В Киеве Гурко входит в контакт с «Советом национального объединения России» и безуспешно пытается навести мосты между атаманом Войска Донского, придерживающимся германской ориентации, и Добровольческой армией, хранящей верность союзникам. И вновь прагматичный «цинизм» Гурко столкнулся с идеологической зашоренностью, мешавшей воспринимать союз с украинскими сепаратистами, донскими властями и немцами, хозяйничающими в Киеве, как чисто тактическую меру, чтобы «воспользоваться уже несомненно приближавшимся к концу пребыванием германских войск в пределах России и при их помощи создать мощную военную русскую силу, хотя бы в смысле имеющегося у нее вооружения за счет того военного материала, который Юг России еще заключал и который при иных условиях неизбежно должен был попасть в руки большевиков»[33]
. Позднее Гурко участвует в Ясском совещании уполномоченных от антибольшевистских общественных организаций с представителями Антанты, составляет совместно с П.Н. Милюковым текст обращения к союзным правительствам и развивает в совещании идею о «мировой опасности большевизма», угрожающей и развитым странам — победительницам[34]. На этом же совещании он был включен в состав делегации, которая должна была представлять интересы антибольшевистских сил перед союзными правительствами. С этой делегацией Гурко совершает абсолютно безрезультатное паломничество в Париж и Лондон. Оттуда он «поспешил направиться в обратный путь на Юг России, в Одессу, где еще кое-как держалась русская государственная власть»[35], и здесь наблюдает ее окончательную деградацию и агонию.Затем последовало бегство в Турцию и длительные мытарства по Европе. Осев, наконец, в Париже, Гурко до последних дней своей жизни пытается организовать умеренный «правый центр», выступая энергичным членом «парламентской группы».
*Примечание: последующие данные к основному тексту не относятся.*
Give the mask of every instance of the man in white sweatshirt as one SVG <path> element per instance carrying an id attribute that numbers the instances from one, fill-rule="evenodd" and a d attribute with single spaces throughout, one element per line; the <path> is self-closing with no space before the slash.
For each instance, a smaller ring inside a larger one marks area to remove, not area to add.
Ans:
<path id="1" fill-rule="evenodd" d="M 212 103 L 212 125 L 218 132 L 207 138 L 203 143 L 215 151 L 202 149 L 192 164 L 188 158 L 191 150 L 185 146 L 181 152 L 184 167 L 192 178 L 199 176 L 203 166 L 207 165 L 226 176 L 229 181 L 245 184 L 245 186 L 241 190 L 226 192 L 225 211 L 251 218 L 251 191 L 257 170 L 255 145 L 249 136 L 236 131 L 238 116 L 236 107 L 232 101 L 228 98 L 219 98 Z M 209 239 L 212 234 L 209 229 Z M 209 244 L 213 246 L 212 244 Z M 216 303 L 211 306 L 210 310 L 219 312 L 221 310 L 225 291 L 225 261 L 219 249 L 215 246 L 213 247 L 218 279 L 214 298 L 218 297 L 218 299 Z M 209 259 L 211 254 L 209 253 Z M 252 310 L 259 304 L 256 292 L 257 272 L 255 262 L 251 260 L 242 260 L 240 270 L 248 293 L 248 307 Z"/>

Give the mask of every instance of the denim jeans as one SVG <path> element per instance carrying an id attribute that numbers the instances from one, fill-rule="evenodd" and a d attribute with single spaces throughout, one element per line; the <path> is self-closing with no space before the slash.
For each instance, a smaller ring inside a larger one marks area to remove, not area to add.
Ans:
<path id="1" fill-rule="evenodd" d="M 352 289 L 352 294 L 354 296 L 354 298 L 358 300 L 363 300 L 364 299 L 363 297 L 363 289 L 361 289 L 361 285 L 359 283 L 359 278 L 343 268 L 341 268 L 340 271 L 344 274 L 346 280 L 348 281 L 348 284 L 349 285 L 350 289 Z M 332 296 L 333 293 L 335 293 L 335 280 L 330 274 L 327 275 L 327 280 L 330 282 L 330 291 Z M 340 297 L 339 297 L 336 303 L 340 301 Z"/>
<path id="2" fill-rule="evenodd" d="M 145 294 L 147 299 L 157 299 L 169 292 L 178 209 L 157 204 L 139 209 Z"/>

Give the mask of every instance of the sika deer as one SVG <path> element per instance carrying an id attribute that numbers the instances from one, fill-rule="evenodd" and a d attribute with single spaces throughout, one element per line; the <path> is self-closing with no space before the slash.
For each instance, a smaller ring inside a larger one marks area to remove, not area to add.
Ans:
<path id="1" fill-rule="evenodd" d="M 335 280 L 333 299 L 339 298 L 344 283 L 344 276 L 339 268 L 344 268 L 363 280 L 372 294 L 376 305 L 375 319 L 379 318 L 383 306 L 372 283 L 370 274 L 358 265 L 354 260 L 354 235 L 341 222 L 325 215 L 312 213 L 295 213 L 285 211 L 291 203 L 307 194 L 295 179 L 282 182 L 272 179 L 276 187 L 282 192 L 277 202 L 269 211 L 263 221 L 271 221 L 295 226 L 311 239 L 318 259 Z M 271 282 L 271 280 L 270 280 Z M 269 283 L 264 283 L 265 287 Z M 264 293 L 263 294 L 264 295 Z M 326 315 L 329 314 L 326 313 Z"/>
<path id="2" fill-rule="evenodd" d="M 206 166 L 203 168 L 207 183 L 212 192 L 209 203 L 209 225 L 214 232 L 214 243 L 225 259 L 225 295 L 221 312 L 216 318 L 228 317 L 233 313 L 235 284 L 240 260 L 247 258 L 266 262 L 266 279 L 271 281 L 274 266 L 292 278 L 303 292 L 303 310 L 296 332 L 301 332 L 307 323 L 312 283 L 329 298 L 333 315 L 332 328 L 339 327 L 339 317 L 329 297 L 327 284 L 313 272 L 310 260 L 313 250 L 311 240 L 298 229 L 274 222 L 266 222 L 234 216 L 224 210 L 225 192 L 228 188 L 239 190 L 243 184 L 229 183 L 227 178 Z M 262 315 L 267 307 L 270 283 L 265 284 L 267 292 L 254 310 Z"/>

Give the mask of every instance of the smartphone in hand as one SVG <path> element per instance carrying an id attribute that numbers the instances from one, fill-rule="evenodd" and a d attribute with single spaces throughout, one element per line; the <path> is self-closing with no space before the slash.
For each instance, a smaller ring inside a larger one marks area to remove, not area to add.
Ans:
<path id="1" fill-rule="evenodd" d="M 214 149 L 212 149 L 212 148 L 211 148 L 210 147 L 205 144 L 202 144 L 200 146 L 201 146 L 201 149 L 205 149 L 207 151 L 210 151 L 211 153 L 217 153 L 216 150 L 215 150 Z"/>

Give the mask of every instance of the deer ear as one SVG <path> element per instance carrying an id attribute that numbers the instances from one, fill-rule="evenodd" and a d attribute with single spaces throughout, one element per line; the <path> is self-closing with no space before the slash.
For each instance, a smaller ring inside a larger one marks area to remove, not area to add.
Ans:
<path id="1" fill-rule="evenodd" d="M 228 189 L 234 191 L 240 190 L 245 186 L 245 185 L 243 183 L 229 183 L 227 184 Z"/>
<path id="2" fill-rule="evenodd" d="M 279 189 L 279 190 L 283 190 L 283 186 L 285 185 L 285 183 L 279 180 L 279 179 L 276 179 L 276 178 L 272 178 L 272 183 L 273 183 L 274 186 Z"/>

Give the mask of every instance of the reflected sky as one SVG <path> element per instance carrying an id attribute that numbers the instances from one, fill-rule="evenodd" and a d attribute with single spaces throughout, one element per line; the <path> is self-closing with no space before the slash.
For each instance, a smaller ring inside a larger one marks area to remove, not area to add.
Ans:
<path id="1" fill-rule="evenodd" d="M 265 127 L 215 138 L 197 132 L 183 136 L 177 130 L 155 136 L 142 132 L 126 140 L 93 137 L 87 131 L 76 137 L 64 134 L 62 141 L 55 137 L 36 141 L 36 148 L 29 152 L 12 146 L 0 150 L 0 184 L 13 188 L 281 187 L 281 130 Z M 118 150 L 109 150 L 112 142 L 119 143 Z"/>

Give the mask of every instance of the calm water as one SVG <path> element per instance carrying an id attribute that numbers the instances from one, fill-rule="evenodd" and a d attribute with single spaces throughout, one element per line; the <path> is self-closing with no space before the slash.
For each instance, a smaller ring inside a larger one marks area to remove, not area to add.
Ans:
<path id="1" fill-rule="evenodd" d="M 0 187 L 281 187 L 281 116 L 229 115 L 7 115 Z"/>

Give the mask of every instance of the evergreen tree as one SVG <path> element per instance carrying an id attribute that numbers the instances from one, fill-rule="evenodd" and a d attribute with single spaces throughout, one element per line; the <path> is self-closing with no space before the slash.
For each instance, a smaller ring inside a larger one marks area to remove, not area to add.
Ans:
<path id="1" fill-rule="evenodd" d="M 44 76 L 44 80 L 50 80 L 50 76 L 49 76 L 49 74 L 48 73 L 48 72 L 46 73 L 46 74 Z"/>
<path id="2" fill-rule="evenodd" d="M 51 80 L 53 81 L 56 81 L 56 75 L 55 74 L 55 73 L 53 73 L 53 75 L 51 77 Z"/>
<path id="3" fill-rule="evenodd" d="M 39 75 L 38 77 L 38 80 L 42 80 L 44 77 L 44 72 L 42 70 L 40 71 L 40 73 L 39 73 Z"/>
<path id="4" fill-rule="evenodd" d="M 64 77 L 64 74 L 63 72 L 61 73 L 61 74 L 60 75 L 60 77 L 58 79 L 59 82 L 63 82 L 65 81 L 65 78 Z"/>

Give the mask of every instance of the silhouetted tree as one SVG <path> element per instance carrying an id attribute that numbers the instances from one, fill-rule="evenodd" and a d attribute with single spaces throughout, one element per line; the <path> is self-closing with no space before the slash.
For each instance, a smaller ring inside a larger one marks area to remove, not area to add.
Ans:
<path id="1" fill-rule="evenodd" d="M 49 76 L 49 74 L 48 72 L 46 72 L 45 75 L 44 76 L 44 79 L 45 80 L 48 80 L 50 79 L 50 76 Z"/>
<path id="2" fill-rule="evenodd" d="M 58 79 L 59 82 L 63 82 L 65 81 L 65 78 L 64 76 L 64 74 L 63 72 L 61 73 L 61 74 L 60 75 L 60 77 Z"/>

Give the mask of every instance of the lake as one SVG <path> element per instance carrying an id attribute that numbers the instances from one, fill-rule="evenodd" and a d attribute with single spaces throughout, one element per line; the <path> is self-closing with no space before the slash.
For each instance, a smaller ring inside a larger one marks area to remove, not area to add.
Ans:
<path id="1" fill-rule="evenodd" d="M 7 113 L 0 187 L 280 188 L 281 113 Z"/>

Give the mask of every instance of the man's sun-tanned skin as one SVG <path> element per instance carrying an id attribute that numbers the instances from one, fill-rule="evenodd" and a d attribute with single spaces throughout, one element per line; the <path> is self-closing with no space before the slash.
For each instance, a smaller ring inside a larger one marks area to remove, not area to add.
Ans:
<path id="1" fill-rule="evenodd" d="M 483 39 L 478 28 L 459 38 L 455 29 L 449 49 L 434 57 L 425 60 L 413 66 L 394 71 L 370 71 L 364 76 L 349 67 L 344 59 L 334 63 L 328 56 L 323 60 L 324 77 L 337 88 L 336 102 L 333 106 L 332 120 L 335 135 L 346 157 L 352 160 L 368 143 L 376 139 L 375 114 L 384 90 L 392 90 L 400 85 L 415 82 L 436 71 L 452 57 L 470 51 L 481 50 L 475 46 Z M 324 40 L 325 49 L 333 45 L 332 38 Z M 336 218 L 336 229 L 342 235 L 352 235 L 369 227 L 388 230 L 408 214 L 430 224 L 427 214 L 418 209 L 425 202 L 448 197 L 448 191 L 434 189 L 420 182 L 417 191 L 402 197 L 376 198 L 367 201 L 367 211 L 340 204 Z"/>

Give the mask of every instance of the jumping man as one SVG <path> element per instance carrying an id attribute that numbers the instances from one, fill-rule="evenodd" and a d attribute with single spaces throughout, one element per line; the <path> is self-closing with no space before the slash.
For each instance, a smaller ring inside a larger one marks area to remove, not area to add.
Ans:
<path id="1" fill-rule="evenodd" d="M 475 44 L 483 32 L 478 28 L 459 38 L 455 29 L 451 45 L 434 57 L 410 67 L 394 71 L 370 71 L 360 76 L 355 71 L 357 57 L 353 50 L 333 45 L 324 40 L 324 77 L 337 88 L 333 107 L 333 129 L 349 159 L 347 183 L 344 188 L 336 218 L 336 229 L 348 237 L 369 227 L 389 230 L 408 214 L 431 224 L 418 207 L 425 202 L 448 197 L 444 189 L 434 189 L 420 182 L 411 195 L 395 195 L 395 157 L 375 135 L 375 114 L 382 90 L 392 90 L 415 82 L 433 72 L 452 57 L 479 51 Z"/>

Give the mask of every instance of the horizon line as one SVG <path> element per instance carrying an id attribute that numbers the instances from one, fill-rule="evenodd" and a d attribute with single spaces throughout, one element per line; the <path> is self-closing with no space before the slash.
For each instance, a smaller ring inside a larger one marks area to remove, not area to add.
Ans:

В 1920 г. он оказывается в числе инициаторов создания Союза сельских хозяев в Париже. В 1926 г. входит в возглавляемый П.Б.Струве оргкомитет и принимает деятельное участие в подготовке и проведении Зарубежного съезда, долженствовавшего объединить всю русскую эмиграцию. На съезде он делает «Доклад о земле», легший в основу аграрной резолюции. Вновь прагматик Гурко вызвал яростные нападки идеологов, предложив признать все земельные захваты, «предать забвению все имущественные преступления, совершенные в России в период революции» и непременно «закрепить земли в собственность», что только и позволит восстановить «земский мир»[36]
.В.И.Гурко скончался в Париже 18 февраля 1927 г. Государственный деятель, которого по энергии и интеллектуальному потенциалу ставили вровень с М.М.Сперанским и Д.А.Милютиным, ушел из жизни, оказавшись практически невостребованным Россией начала века.
Забвение постигло и сочинения Гурко. Спокойный тон, отсутствие откровенной «партийности» делали его работы непригодными ни для правой, ни для левой «мельницы», И потому они оказались прочно и незаслуженно забыты, а вернее, «вытеснены» (пользуясь фрейдистским термином) из российского общественного сознания. Между тем Гурко не только недюжинный аналитик, но и превосходный портретист. Возможно, сказались наследственность и семейная традиция — бабка Гурко по материнской линии графиня Салиас де Турнемир (урожденная Елизавета Васильевна Сухово-Кобылина) была в свое время широко известной писательницей, выступавшей под псевдонимом Евгения Тур на страницах «Современника» и «Русского вестника». Перу Гурко принадлежит, в частности, одна из лучших политических биографий последней императорской четы «Царь и царица» (Париж, 1927).
Рецензенты отмечали, что Гурко в ней удалось с честью справиться с трудной задачей, обнаружив «много психологического чутья и отличное понимание механизма, управляющего людскими поступками. Книга его — прежде всего книга умного человека»[37]
. Эта работа Гурко недавно была переиздана в России.Воспоминания Гурко, позволяющие судить об общих закономерностях формирования аппаратной политики старой России, совершенно уникальные в отечественной мемуарной традиции, до сих пор были известны только в английском переводе, для которого текст их был перекомпонован и несколько сокращен. В тех случаях, когда редакторы не могли разобрать фамилии упоминаемых лиц, они использовали описательные обороты[38]
, обширные подстрочные комментарии Гурко иногда вносились в основной текст, но иногда и опускались вовсе.